The problem is that the industry faces a structural challenge as well as a cyclical one. It could still make money sticking new homes up on greenfield sites if there was sufficient mortgage finance available.
But that is very little of what the industry does these days. So much of the recent boom has been part of the drive for urban regeneration, and that model is broken. There is not a regeneration scheme in the country that would be viable in current conditions.
The basic reason is that whatever the purpose of the regeneration, it was made viable by the residential property element, and in particular by the willingness of buy-to-let buyers to absorb large slices of the development early in the process. This provided the cash flow which made the whole thing work. That is now gone, and is not going to come back. Without it, there is no engine to drive regeneration. To use an appropriate metaphor, the great revival of our inner cities has hit a brick wall.
That, however, is only one small part of a problem that runs much deeper. In the boom years, more and more responsibilities were heaped on housebuilders and developers to provide an element of low-cost housing and in addition to contribute to schools, infrastructure and all sorts of other costs that traditionally the public has assumed were provided by the local authority. In boom conditions, the industry tended not to protest but took on the extra burden.
Now it finds that even the choicest sites and developments become loss-making when it has factored in all these other elements - all of which are in effect taxation. So even if the buyers were waiting for the product, the industry could not afford to build it - and it will not be able to afford to build it unless some way is found to relieve it of all the extra imposts.
The obvious near-term solution would be for local government to lessen its demands and chip in more of the cost itself. But even if the spirit is willing, the flesh is weak. Local government is itself strapped for cash and bracing itself for the cuts it knows will soon be handed down from central government. It is quite unrealistic in this climate to expect it to come up with any more money.
Funding is also the key challenge for social housing - another area that boomed in the good times, but in some parts has been badly damaged having overreached itself and got too deep into speculative development, and in some cases been badly burned.
For many, that would be problem enough. But even those which are still on an even keel draw much of their funding from the public sector - local and central government.
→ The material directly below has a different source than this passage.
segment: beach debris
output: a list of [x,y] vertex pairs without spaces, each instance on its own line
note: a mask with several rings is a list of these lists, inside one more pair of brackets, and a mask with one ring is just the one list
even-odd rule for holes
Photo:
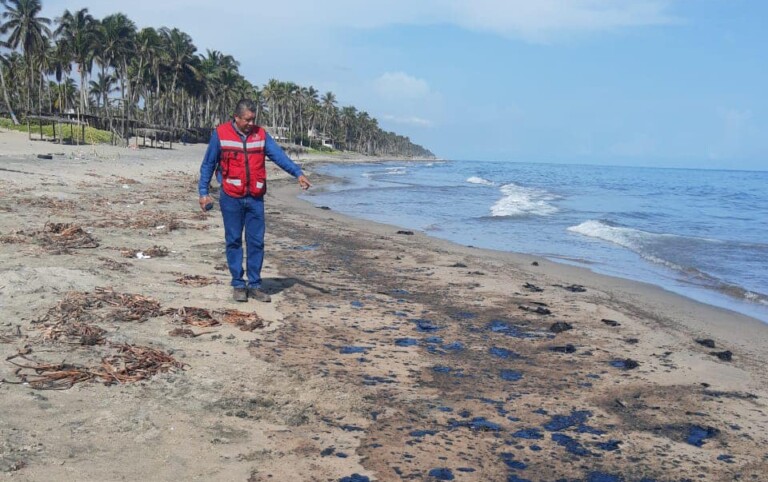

Politicians are keen to say ahead of the election that these funds will be protected. After the election, they will probably revert to type and take the axe to capital spending, if only because history proves it is the easiest bit to cut.
These problems will be further compounded by the challenge the industry faces in responding at all when demand does pick up. The number of people employed has been slashed, and the big builders have closed a large proportion of their regional offices. Rebuilding this infrastructure - recruiting the labour and reopening the offices - is a slow and laborious process that takes months, stretching into years. You can't just turn on a tap and expect a stream of new houses immediately to emerge.
All this matters not just for the obvious reason that almost everyone has a vested interest in a healthy housing sector. It matters too because there is a very close correlation between a healthy growing housing sector and a healthy growing economy. If we don't have one, we are unlikely to have the other.